生死生命論 番外編 「故郷」

消雲堂

小説

983文字

まだまだ生きて贅沢に暮らしたい…と図々しい考え方に変わった40代になってから、もしかしたら人生は同じ時間を永遠に繰り返しているんじゃないのか? って永劫回帰の考え方におちついたんです。永劫回帰といえばニーチェですが、その頃はニーチェなんて読んだこともウイキペディアで調べたこともなかったのです。
僕はニーチェの永劫回帰という考え方に同調するのですよ。ただし、ニーチェは永劫回帰の理由について述べていませんが、僕は人間の人生とは運命とは「時間」によって統率されていると考えているのです。それを少しずつ書いているのが「生死生命論」です。はたして僕が死ぬまで自費出版できるでしょうか?

とても煩い金属的な音で目が覚めた。しばらくははっきりと目を開けられなかったが、ようやく視界がはっきりとしてくると周りの状況がわかってきた。僕は広い部屋の中に横になっているようだ。僕は誰なんだろう? 僕はここで何をしているのだろう? 先ほどから数人の男女が部屋の中を駆け回っている。何かあったのだろうか?

精神はクラクラと眩暈を起こしているような感じで、何だか心許ない。すると…突然、シュポン!という、栓を抜いたようなすっとぼけた音が僕の両耳から聞こえた。すると目の前が真っ暗になり、ガクンと足場が無くなって僕は闇の奥に吸い込まれていく。気が遠くなるような高い場所から落下していくような感覚だ。

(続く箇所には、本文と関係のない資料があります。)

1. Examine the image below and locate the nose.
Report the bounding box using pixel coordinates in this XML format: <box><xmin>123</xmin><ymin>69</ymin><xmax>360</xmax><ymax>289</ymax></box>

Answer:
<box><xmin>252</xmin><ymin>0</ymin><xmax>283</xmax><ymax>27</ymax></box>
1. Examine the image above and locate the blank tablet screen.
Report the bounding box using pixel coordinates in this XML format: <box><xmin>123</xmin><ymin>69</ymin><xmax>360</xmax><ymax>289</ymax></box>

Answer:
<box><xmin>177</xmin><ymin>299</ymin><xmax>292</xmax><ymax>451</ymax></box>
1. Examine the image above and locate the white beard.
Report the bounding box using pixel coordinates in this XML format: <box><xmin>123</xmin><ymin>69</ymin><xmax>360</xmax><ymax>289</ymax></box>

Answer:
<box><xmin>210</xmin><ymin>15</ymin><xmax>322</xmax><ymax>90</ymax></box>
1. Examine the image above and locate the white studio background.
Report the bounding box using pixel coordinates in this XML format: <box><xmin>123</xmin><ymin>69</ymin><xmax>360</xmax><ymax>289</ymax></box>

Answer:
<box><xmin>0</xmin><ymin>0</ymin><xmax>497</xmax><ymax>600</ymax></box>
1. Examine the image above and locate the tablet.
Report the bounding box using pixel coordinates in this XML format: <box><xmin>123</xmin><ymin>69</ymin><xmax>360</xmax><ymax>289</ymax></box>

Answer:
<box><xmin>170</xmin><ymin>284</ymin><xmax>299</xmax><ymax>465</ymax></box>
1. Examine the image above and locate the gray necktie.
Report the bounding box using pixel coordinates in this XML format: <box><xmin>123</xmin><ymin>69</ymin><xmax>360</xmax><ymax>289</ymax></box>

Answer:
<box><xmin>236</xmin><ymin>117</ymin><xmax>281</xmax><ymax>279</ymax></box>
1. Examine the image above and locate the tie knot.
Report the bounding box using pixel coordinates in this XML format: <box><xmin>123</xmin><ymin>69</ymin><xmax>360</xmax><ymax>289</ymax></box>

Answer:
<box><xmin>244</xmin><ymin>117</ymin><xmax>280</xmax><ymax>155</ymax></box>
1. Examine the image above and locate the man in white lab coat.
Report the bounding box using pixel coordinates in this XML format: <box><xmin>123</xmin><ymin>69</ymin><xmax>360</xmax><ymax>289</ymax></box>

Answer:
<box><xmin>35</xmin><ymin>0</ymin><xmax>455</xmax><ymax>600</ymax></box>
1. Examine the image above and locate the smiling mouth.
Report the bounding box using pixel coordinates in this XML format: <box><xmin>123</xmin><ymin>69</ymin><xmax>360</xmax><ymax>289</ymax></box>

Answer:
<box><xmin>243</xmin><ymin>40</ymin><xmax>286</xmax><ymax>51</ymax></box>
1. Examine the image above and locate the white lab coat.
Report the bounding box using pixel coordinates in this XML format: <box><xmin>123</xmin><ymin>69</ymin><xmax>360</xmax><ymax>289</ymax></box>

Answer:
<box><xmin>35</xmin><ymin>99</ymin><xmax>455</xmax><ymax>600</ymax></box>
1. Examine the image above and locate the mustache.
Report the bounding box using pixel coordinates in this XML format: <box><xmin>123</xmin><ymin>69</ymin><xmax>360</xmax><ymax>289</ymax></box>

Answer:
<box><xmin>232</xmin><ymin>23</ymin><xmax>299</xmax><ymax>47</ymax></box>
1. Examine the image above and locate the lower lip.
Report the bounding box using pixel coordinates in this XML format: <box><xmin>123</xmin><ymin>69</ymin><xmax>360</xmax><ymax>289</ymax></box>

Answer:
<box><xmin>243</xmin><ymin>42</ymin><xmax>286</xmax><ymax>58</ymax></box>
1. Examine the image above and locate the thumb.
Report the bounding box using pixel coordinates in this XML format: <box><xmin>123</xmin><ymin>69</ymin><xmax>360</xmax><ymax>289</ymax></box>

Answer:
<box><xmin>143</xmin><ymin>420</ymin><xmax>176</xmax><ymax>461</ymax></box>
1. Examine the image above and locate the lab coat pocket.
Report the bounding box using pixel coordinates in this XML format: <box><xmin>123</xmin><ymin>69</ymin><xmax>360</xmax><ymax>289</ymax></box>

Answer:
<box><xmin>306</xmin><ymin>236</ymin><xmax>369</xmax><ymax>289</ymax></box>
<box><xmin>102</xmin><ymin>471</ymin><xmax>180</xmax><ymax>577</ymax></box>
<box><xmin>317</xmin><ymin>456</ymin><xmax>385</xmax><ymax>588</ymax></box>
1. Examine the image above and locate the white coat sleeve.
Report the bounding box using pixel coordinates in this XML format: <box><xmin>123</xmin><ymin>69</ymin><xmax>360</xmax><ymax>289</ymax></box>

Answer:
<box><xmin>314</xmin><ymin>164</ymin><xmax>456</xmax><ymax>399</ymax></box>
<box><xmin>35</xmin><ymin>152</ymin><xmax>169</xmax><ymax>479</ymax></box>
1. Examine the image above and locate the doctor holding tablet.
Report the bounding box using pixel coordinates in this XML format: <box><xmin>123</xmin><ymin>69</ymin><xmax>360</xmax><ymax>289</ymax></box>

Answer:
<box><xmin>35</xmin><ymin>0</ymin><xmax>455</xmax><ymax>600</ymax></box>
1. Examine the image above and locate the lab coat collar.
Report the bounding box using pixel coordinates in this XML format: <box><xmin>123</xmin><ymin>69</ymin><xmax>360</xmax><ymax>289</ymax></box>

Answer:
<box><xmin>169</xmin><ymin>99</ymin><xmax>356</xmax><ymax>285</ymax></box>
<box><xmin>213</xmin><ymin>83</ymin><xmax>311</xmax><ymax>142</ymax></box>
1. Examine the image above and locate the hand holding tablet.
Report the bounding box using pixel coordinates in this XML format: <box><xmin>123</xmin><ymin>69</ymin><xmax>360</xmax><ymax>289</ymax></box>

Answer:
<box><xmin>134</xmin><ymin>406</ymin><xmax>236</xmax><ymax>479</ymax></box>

すうっと気が遠くなって意識がなくなった。そのあとの記憶がない。僕は多分死んだのだ。

それからどのくらいの時間が経ったのだろう? 僕は覚醒した…。

気がつけば故郷の星が眼下に拡がっている。僅かな大きさの原子核、あるいは、たったひとつの細胞であるはずの小さな星屑が、これほどまでに巨大な球体の海に見えるとは…。地球を包む海は、その深度によって複雑に蒼の色相が異なっている。海の上に広がるはずの空は、今、僕の手元にあることを忘れて奇妙な錯覚に襲われる。いずれを見渡しても、あるはずの空がどこにもないからだろう。ただし、地球上には無数の種類の雲が、ウネウネと不気味に、巨大なニシキヘビのようにわが故郷を締めつけている。

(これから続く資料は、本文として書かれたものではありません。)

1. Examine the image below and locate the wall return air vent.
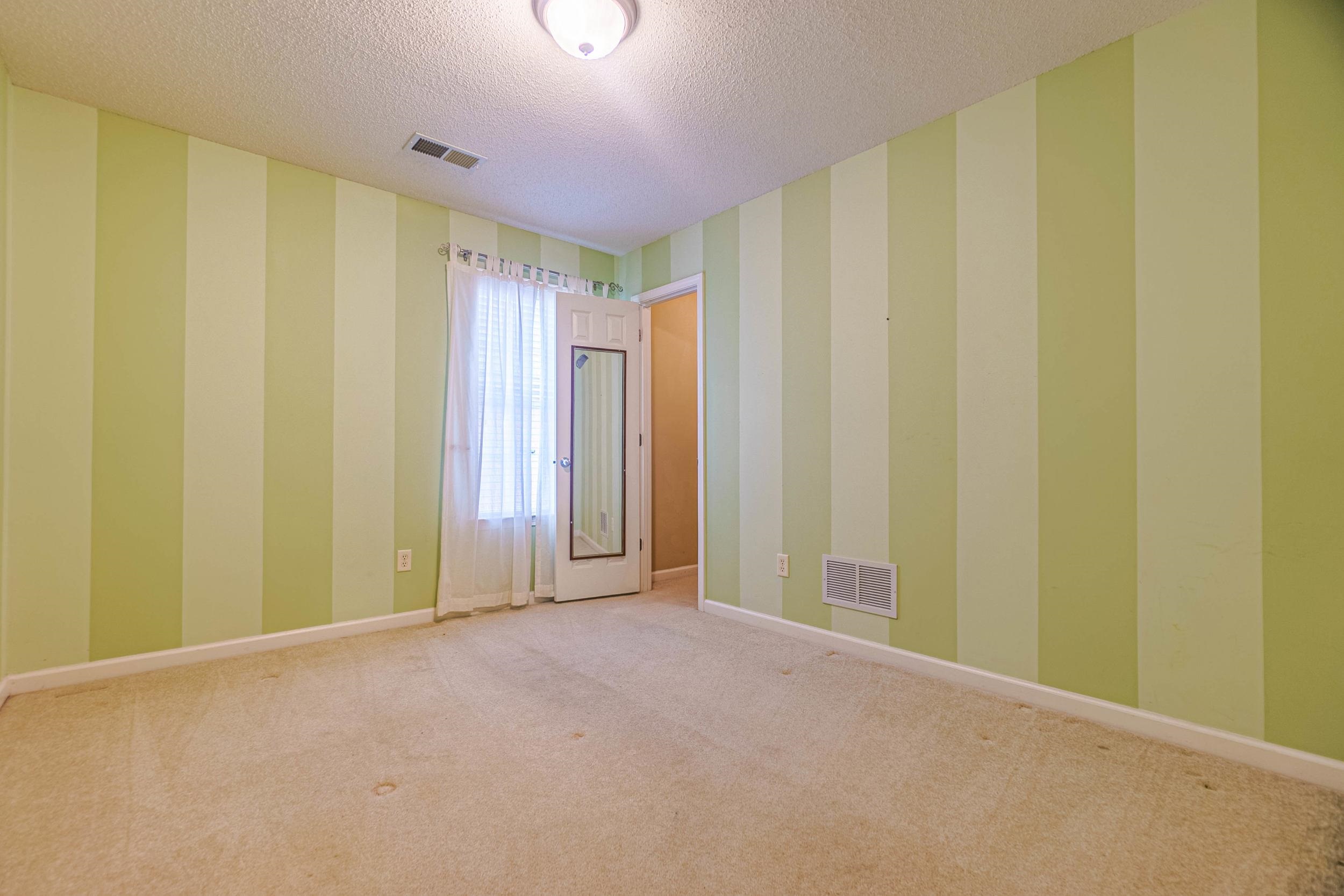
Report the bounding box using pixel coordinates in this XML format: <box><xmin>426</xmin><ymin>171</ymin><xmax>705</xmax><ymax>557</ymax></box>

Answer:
<box><xmin>406</xmin><ymin>133</ymin><xmax>485</xmax><ymax>170</ymax></box>
<box><xmin>821</xmin><ymin>554</ymin><xmax>897</xmax><ymax>619</ymax></box>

それ以前に、僕は何故、こうやって宇宙を浮遊しているのかがわからない。目に見える身体の部位を見ると、何も身につけていない全裸のようである。それにしても、僕はどうしてここにいるのだろう。どうして酸素のないこの宇宙空間で生きていられるのだろう。

宇宙は僕を優しく包含して融合を図るかのようである。聞こえはいいが、僕を溶解して宇宙に取り込むつもりなのだ。その時点で僕の存在はこの時間の帯から喪失して忘れ去られてしまうのだろう。熱帯の白昼の砂浜に置かれたグラスの中の氷が溶けるように、あっという間に僕は蒸発してしまうのだ。

蒸発のその瞬間、僕は時間の帯を湧水地までに遡るのだ。それは誕生と死滅が同時に存在する場所であり、永劫回帰の源流なのだ。

突然、また視界が真っ暗になった。次の瞬間、僕は死んだはずの母の子宮の中にいて、また昭和32年1月2日に生まれ出るのを待っているのだった。